Psychologies Magazine, September 2002 —
From the first Earth Summit in Rio in 1992 to the one in Johannesburg this year, there has been a growing awareness of the ecological threats facing our planet. We now know that it is vulnerable and that our industrial activities can threaten natural balances to the point of jeopardizing the flourishing of life on Earth. We are all witnessing the alarming changes in our environment: evolving landscapes, increased pollution, a rise in climate disruptions, foodborne illnesses, and so on. The "animal" relationship we have with nature is being altered. Through sight, hearing, smell, touch, and even taste, we "sense" these changes.
I visit a small village in the Southern Alps almost every year, where I spent part of my childhood, and I'm struck by the constant and significant retreat of the glaciers, a testament to rapid atmospheric warming. Streams where I used to play as a child are now dry. The delicious fresh cow's milk has long since been replaced by pasteurized milk, devoid of smell or taste. Fortunately, the air there is still pure, which makes the smells of Parisian pollution all the more unbearable.
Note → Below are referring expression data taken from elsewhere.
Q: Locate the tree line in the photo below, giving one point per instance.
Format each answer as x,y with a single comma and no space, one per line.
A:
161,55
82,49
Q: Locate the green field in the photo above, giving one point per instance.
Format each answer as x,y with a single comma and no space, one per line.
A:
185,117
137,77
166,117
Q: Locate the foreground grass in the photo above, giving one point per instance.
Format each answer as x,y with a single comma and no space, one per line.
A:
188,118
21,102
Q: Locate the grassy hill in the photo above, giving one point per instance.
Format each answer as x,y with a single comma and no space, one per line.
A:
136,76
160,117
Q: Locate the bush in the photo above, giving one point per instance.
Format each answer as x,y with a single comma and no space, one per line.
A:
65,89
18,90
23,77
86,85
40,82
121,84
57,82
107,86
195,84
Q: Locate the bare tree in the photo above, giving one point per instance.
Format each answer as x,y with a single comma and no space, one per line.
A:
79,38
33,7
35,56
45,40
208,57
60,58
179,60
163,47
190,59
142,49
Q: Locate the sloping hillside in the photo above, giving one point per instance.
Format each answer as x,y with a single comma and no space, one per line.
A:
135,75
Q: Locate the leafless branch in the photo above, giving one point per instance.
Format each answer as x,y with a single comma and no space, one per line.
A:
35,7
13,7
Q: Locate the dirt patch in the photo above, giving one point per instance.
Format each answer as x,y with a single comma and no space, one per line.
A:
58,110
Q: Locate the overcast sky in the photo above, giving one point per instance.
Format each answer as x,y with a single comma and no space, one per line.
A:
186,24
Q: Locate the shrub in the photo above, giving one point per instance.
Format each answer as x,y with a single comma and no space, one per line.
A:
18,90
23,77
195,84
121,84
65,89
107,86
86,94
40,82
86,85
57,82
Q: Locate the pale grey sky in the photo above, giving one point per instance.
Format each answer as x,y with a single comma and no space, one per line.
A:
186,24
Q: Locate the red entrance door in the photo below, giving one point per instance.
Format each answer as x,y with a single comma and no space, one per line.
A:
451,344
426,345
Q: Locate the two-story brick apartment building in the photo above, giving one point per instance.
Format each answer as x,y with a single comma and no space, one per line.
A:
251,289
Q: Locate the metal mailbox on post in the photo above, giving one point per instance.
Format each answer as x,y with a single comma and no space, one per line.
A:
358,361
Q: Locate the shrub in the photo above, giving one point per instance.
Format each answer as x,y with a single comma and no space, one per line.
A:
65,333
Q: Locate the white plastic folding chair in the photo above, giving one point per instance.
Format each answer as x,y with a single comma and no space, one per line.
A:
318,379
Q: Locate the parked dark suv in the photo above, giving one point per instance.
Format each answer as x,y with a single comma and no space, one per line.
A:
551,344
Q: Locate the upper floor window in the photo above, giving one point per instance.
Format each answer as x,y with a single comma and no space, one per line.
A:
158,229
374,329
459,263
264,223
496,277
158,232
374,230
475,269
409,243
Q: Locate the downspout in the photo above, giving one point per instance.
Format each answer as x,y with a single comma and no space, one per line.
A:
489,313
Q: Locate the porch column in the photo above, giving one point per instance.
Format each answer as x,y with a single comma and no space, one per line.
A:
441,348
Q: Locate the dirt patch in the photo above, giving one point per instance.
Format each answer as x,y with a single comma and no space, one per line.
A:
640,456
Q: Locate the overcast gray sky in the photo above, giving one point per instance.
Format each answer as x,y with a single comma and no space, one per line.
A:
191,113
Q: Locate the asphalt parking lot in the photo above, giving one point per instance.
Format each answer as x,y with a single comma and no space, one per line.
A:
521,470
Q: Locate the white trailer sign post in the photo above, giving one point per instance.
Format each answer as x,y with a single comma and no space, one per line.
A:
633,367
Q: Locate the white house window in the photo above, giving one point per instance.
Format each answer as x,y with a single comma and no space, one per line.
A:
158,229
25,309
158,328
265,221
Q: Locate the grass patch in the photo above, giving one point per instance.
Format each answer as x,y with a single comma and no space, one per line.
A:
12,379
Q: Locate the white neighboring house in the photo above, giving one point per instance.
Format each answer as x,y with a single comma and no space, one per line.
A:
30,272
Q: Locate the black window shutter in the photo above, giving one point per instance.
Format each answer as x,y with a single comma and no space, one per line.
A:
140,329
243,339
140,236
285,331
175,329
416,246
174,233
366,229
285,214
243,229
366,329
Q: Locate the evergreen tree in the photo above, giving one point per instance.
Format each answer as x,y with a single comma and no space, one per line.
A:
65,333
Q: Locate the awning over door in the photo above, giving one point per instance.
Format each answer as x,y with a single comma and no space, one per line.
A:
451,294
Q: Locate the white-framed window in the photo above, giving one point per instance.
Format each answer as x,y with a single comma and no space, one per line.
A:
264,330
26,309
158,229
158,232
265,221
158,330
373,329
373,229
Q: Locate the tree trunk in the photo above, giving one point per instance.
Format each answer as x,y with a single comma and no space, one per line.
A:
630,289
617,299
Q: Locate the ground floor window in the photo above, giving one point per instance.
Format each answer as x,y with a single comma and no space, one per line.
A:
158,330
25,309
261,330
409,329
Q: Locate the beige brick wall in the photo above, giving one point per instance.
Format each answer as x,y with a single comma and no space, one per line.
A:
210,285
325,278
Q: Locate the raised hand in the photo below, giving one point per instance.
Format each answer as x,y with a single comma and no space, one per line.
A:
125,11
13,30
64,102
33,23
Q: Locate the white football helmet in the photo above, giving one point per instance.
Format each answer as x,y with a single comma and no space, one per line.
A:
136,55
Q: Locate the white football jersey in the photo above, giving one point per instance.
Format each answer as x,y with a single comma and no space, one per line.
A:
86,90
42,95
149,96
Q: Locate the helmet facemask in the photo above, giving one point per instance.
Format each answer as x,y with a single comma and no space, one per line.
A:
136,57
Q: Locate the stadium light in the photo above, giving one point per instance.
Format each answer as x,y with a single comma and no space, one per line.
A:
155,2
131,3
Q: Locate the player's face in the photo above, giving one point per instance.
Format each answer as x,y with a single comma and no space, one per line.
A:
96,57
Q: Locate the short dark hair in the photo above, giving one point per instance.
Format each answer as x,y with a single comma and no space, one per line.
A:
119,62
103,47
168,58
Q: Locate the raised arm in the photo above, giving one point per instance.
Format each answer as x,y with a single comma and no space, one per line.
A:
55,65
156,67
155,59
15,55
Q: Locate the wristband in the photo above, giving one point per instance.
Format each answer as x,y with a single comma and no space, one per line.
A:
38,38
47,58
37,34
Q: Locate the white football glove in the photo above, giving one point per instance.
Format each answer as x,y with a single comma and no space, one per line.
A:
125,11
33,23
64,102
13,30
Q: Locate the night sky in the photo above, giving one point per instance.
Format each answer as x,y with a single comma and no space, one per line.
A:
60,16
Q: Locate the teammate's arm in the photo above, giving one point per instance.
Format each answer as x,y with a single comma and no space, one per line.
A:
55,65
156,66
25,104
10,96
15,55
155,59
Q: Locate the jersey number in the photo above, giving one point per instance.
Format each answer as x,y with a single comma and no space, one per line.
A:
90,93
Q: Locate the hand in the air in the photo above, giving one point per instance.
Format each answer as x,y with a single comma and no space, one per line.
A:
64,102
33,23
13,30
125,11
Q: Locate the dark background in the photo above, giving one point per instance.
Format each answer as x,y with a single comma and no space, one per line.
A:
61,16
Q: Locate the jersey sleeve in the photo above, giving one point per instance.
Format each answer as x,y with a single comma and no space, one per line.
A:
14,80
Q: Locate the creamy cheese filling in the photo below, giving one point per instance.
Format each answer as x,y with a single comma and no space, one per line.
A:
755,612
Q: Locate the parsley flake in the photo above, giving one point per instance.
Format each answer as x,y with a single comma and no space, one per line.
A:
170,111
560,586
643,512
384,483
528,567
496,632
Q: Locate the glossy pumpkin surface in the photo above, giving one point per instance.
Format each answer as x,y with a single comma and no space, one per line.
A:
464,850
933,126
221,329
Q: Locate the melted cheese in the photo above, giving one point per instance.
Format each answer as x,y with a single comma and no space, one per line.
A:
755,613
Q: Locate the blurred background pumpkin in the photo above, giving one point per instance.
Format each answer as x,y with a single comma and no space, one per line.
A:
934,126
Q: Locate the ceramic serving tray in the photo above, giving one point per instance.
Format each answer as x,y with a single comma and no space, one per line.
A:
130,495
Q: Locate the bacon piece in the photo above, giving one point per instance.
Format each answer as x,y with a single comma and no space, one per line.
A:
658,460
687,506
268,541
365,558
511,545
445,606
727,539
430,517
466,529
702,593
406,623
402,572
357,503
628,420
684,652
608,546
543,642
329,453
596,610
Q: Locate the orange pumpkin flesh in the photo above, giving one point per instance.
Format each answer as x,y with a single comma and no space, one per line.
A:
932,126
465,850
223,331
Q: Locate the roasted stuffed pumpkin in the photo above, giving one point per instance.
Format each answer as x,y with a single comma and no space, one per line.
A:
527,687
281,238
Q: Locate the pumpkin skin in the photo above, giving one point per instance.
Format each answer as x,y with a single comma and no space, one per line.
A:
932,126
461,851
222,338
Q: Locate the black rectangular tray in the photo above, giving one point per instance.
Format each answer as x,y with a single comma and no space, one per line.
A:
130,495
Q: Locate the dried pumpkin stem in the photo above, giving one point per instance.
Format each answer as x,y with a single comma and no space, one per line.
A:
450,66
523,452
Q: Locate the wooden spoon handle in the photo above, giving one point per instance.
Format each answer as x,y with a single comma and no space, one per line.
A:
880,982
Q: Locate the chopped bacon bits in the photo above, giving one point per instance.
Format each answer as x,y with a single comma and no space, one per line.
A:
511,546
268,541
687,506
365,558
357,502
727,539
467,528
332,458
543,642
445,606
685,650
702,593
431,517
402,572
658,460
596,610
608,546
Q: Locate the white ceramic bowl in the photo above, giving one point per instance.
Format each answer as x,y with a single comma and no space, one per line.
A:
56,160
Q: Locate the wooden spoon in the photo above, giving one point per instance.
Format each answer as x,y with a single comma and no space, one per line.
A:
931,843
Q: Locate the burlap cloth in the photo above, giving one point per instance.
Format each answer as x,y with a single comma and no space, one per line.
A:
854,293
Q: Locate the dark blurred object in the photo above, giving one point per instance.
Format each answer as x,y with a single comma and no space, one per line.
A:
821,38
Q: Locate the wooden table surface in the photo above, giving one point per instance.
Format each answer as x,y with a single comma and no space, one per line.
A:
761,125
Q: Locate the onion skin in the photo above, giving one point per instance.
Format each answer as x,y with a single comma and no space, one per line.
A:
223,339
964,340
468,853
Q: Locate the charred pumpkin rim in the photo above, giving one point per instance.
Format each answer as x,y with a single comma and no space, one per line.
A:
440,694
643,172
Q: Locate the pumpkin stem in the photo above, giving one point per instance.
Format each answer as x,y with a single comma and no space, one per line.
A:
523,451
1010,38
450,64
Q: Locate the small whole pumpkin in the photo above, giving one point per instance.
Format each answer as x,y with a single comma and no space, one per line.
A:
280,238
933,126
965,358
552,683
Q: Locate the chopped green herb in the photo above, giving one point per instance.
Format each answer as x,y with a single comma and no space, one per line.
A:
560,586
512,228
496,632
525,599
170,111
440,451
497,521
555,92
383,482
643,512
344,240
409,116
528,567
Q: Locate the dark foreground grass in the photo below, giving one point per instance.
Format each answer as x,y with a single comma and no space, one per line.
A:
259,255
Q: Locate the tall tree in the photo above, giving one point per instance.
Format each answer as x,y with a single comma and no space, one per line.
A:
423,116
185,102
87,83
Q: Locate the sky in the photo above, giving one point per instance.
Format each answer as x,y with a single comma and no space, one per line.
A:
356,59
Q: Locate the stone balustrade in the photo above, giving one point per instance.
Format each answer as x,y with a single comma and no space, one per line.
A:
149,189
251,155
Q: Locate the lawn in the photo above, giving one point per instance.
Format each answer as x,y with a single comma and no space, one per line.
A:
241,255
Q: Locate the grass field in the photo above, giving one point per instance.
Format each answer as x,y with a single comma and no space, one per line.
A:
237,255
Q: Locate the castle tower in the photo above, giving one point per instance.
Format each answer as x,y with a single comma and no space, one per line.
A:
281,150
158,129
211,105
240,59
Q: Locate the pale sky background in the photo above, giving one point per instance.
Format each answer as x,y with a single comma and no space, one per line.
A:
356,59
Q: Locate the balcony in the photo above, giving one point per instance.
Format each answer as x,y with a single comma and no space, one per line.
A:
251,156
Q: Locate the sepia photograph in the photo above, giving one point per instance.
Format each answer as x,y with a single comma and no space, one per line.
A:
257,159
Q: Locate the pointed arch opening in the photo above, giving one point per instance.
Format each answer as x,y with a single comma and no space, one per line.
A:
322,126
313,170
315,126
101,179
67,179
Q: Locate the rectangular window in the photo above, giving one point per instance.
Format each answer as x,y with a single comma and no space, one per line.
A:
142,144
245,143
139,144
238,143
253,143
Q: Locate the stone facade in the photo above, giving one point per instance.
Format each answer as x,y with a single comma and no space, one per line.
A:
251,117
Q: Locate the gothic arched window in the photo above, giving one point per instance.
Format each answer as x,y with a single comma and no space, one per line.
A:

More and more of us are feeling the negative impacts of these upheavals and are taking advantage of our holidays to venture deeper into nature – the open sea, high mountains, deserts, rainforests – to deeply replenish our senses. Will we one day be reduced to recording the images, smells, and sounds of wild flora and fauna to preserve their memory, like in the film "Soylent Green"? Let's not, however, fall into a naive nostalgia for the "good old days." Certainly, our ancestors breathed unpolluted air, but how many of us would be able to endure the constraints of life in the past? Barring a major ecological catastrophe, we will never return to a life in perfect symbiosis with nature, as in traditional primitive societies, which even developed a religion of nature. The neo-shamanistic New Age movements are appealing, but they are based more on an "idea" we have of nature than on a real and vital connection.
We no longer inhabit nature. We control and conceptualize it, even if we sometimes spend an entire day in our garden (the very definition of domesticated nature). Since we are no longer "in" nature, but "facing" it, the question is whether we wish to respect it, to make "good use" of it, in Aristotle's words, or persist in tyrannizing and exploiting it. Will we continue to develop "against" nature, or "with" it? Perhaps the survival of humankind on Earth also depends on this choice. "Whatever man does to the Earth, he does to himself," wrote Chief Seattle in 1854 in a letter to the President of the United States.